До полуночи мы обсуждали с Катей, как поступить с неожиданным наследством. Мы рассматривали вопрос со стороны писательской, читательской, юридической, этической.

Мы чуть было не поссорились, и Катя сказала:

— Не хочешь, не нужно, тогда тебе придется самому собирать макулатуру.

Это был нокаут.

Назавтра в восемь часов вечера мы подъехали к Борькиному дому. Женщина-сабля сторожила парадную. Катю мы оставили в машине, а сами таскали перевязанные бечевкой пакеты.

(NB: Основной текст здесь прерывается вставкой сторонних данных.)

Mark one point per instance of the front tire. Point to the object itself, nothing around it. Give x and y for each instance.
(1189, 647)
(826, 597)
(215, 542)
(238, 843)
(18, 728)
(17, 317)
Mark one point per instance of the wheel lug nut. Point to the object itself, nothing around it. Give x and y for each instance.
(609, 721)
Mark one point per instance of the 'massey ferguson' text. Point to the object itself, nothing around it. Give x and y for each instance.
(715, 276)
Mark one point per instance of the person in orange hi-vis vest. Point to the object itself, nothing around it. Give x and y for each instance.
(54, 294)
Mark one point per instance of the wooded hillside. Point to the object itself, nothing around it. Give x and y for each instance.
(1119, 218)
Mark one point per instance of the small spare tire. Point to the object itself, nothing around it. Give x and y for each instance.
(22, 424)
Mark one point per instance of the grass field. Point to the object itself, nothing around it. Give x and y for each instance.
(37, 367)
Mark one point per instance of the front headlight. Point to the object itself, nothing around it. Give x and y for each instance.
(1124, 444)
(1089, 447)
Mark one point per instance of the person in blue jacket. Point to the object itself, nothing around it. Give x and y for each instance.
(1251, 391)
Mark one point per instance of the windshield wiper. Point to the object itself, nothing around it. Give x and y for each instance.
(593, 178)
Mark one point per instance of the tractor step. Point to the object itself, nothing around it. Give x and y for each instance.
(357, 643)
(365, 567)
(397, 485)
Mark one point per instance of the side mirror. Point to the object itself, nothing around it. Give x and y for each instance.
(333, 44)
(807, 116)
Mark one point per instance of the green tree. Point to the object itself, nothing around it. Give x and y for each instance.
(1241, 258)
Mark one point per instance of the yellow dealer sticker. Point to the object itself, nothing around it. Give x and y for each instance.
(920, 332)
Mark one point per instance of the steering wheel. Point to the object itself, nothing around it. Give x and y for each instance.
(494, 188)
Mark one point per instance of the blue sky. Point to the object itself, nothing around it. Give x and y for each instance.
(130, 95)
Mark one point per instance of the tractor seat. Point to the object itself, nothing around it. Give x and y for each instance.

Дома мы взвесили писательские каракули. Оказалось сорок килограммов.

— Чудесно! — обрадовалась Катя. — Отдадим все Гарику.

У меня раздулась шея.

— Хватит с него и двадцати. И, пожалуйста, сама. А другой пакет я вручу Борькиной жене, она просила не забыть ее, если что-нибудь останется.

Мы разложили все на две равные пачки. За одной Гаврила-Гарик приехал, когда меня не было дома, а вторая лежала на антресолях.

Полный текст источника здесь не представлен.